WebNovels

Chapter 6 - FORTY-EIGHT HOURS

ARIA's POV

Aria cannot sleep.

The warehouse is quiet except for the sound of Dante moving in the other room. She hears water running. Hears him opening cabinets. Hears the small sounds of a man trying to be silent in a space that belongs only to him.

She should be terrified. Should be planning her escape. Should be remembering that the man in the next room has killed 372 people and she is only alive because he chose to hesitate.

Instead, she is thinking about the way his hands shook when he lowered his weapon on the rooftop. The way his voice broke when he said he was not a good man. The way he looked at her like she was the first real thing he had seen in fifteen years.

Stop it, she tells herself. He is a killer. Focus on survival.

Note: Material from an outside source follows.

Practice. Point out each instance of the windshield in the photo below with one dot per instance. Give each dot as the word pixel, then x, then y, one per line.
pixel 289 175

But her body does not listen to logic. Her heart races every time she hears his footsteps. Her skin feels too tight when he is in the same room. Her breath catches when he accidentally brushes against her while passing through doorways.

This is dangerous. More dangerous than the operatives hunting them. More dangerous than Vincent Valentino's death warrant.

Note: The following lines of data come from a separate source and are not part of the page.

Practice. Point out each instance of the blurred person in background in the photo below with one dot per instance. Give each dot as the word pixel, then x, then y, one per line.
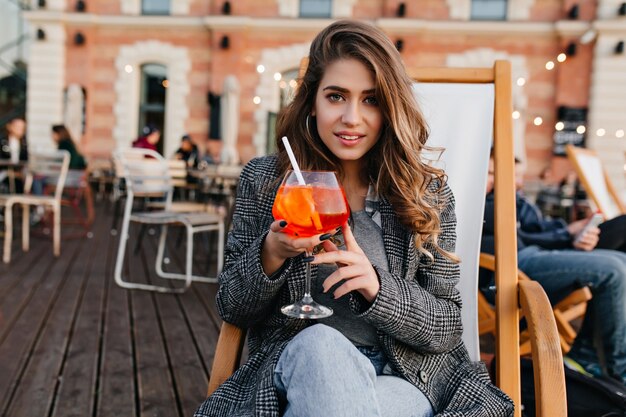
pixel 13 148
pixel 149 139
pixel 562 258
pixel 63 139
pixel 188 152
pixel 13 143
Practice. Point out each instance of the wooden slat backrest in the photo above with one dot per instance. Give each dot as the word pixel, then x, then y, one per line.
pixel 145 171
pixel 507 342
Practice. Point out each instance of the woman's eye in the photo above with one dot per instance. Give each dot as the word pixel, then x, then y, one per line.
pixel 334 97
pixel 371 100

This is attraction. Raw and consuming and completely inappropriate.

Aria forces herself out of bed. She needs to move. Needs to think about something other than the man who saved her life by destroying his own.

She walks through the warehouse. Studies the walls covered in his documentation. Every victim's face. Every name. Every date. This is not the work of a heartless killer. This is the work of someone drowning in guilt. Someone keeping score of his own damnation.

She finds his journal on the desk. Opens it even though she knows she should not.

The first page stops her breathing.

Who would I be if I could choose?

The question is written over and over. Filling pages. Sometimes in neat handwriting. Sometimes in frantic scrawls like he wrote it in the middle of the night when the nightmares got too loud.

She flips through more pages. Finds letters addressed to his victims. Apologies he could never send. Words like "I am sorry" and "you deserved better" and "I hope wherever you are now, you have found peace."

Tears blur her vision. This man has been bleeding internally for years. Documenting his own crimes like evidence for a trial that would never come. Preparing for a judgment day he did not believe in but desperately wanted.

"You are reading my confession."

Aria jumps. Dante stands in the doorway. Shirtless. Hair wet from the shower. He looks younger without the tactical gear. More vulnerable. More human.

And devastatingly beautiful in a way that makes Aria hate herself for noticing.

"I should not have looked," she says. "I am sorry."

"Do not apologize." He walks closer. His bare feet make no sound on the concrete floor. "Everything in this warehouse is truth. You wanted to see who I really am. Now you know."

Aria looks at his chest. Sees scars. Old knife wounds. Bullet grazes. The history of violence written into his skin. She wants to touch them. Wants to trace each mark and ask how he survived. Wants to know if anyone has ever cared about his pain.

She keeps her hands to herself.

"These letters," she says, holding up the journal. "You wrote to people you killed. Why?"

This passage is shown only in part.